Brexit catastrophic, says former FM Bogollagama




By Shamindra Ferdinando

Former Foreign Minister Rohitha Bogollagama yesterday asserted that UK’s exit from the EU would certainly hurt Sri Lanka.

Bogollagama said the Brexit couldn’t have happened at a worse time for Sri Lanka, particularly against the backdrop of the ongoing negotiations to regain GSP plus trade concessions.

Responding to a query, Bogollagama told The Island that the British exit would cause chaos in both UK as well as EU territory, thereby affecting large markets and resulting in catastrophic losses to smaller economies.

The stabilization process would take time and smaller economies could be badly affected, Bogollagama said, urging the government to review the situation as a matter of utmost priority.

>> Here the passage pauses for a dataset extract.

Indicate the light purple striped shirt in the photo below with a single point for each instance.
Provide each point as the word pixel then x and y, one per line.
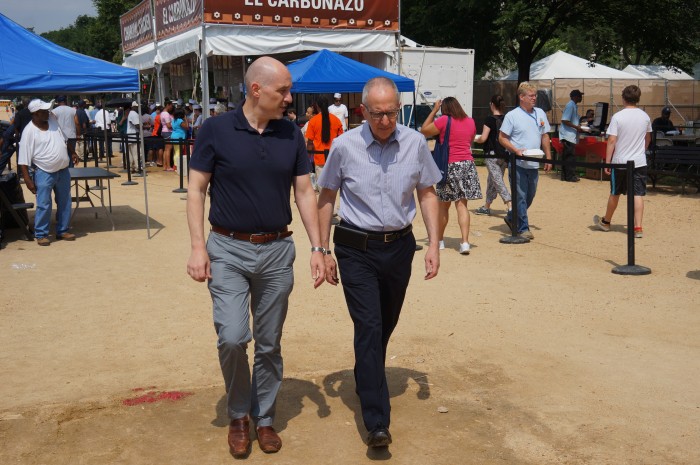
pixel 377 182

The former Minister said that the Sirisena-Wickremesinghe government had blundered by backing Cameron as well as

Labour led campaign to remain within the EU. Pointing out that an influential section of outgoing Premier David Cameron’s Conservative party had strongly campaigned for the UK exit, Bogollagama said that the government should have remained neutral.

Both the government and the influential diaspora groups backed Cameron’s campaign.

Bogollagama said that Brexit would surely inspire nationalist sentiments in other EU territories leading to political upheaval. Premier Cameron’s successor would pursue a British first policy, thereby compelling all nations, including Sri Lanka to seek enhanced bilateral relations.

Bogollagama emphasized that EU wouldn’t be really EU without the UK and the British exit was certainly one of the most significant events to take place this century.

Former Foreign Secretary H. M. G. S. Palihakkara, too, declared that Brexit would be disadvantageous to Sri Lanka. The veteran said that the overwhelming British vote to secede underscored that regional integration and interdependence of states weren’t the panacea for problems. The UK move would strengthen those who had been pushing for traditional sovereignty and heritage at the expense of much touted European integration. Palihakkara stressed that ‘Brexit’ was likely to influence similar sentiments in other parts of the world. Palihakkara, who had been Sri Lanka’s Permanent Representative to UN in New York said that such an eventuality would have been unthinkable about a year ago. Many wouldn’t have taken ‘yes’ vote for ‘Brexit’ seriously at the time, Cameron won May 2015 parliamentary polls, Palihakkara said.

Asked whether ‘Brexit’ would be advantageous to Sri Lanka, a serving diplomat told The Island that it would cut both ways. The diplomat said that perhaps it would be easier to deal bilaterally with the EU rather than in a grouping. But the need to positively engage the UK in a more concerted manner should be a high priority, the official said, adding that a re-thinking of strategy was required.

A senior spokesperson for the Global Sri Lanka Forum (GSLF) told The Island that the Brexit as well as its impact on other countries within the grouping would certainly weaken those promoting separatist sentiments. Asked to explain, Diaspora groups, particularly those based in the UK had brazenly exploited major political parties to influence the EU ban on fish exports from Sri Lanka as well as GSP plus. European politicians had no option but to dance to the tune of those who could have delivered sizable block votes to them; the spokesperson said, adding that the EU played a pivotal role in US-led project to adopt a resolution on Sri Lanka at the Geneva-based United Nations Human Rights Council (UNHRC). The GSLF expressed confidence that the next British government would certainly change its position vis a vis Sri Lanka. Cameron’s efforts to appease the Diaspora over the past 18 months should be compared with British action aimed at hauling Sri Lanka up before a hybrid war crimes court, the spokesperson said.